Las paredes montañosas de considerable altitud en la línea de la costa es un freno considerable a la formación de brisas. Por contra, los valles las favorecen.

 

-Terreno con alto coeficiente de absorción de calor

La tierra pelada tiene más coeficiente de absorción del calor solar (se calienta más) que los vegetales, por consiguiente las masas boscosas debilitan las brisas.

 

Por el contrario, el cemento, piedra, metales y asfalto de las masas urbanas tienen un altísimo coeficiente de absorción del calor lo que incrementa las brisas. Por otra parte, los automóviles y las industrias de las grandes concentraciones urbanas incrementan aún más el calor del aire, por lo que las grandes ciudades costeras favorecen la formación de brisas en sus costas.

 

7. LA CORRIENTE EN CHORRO O JET STREAM:

Es un área de fuertes vientos concentrados en una franja relativamente angosta en la troposfera alta (o tropopausa) de las latitudes medias y en regiones subtropicales de los hemisferios norte y sur.
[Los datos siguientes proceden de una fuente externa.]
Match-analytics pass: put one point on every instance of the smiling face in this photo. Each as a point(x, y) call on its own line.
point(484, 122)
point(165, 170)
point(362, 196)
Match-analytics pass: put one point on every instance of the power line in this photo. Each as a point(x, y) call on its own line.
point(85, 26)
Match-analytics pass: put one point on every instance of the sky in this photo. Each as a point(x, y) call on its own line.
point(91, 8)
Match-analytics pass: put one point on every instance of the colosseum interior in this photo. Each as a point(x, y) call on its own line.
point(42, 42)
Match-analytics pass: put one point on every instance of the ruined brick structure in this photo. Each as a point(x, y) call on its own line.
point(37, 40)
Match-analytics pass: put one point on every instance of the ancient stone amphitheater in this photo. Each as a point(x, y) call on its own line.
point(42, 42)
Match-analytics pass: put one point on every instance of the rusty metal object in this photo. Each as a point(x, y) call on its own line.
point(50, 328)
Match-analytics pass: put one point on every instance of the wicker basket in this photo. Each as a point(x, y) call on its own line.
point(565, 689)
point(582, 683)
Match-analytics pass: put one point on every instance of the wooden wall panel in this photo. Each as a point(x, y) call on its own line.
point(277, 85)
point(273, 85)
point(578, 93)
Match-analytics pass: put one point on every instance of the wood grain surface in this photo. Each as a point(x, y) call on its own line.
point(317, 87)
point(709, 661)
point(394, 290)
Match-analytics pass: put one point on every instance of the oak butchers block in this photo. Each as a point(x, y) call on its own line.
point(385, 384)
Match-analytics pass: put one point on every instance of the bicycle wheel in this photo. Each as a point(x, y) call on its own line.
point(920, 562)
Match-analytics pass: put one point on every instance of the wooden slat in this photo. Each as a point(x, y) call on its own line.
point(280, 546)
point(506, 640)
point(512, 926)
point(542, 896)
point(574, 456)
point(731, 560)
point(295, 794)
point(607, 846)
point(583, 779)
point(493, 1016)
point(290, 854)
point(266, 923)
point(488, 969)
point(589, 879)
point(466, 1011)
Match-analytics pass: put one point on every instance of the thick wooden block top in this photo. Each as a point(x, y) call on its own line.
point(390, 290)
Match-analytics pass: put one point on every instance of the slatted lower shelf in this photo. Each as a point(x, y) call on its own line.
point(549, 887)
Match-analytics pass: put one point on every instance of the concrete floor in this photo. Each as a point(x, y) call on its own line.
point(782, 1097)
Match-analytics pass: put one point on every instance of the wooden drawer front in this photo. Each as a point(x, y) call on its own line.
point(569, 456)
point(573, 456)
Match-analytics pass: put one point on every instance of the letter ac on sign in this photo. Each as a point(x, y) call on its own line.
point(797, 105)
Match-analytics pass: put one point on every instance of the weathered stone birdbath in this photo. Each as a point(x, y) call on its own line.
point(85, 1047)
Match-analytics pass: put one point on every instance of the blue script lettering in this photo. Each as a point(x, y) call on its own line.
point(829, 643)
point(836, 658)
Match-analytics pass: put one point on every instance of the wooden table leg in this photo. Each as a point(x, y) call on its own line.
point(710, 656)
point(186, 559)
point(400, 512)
Fluye en una banda semicontínua alrededor del globo de oeste a este y es producto de los cambios en la temperatura del aire cuando el viento polar se mueve hacia el ecuador encontrándose con el cálido viento ecuatorial que se dirige al polo. Se caracteriza por la concentración de isotermas y por fuertes gradientes transversales.

 

La generación de máximos de viento en altura, depende directamente del gradiente horizontal de temperatura (Holton, 1979). La presencia del mismo, es señal de la existencia de dos masas de aire con una frontera que las separa. En términos de apoyo a la aviación civil internacional, el Jet se define en altura como un área donde las isotacas son mayores de 70 nudos (Kt.), y con un núcleo o centro donde los vientos son iguales o mayores que 90 Kt,.

 

Aunque típicamente se evalúa el Jet en los 250-300 hPa, el máximo de viento en realidad puede variar entre los 100-500 hPa, con algunos Jets estratosféricos definidos en los 70 hPa. La altura a la que el Jet se ubique dependerá de que tan fría sea la masa de aire; cuánto más fría, más bajo se va a manifestar el Jet.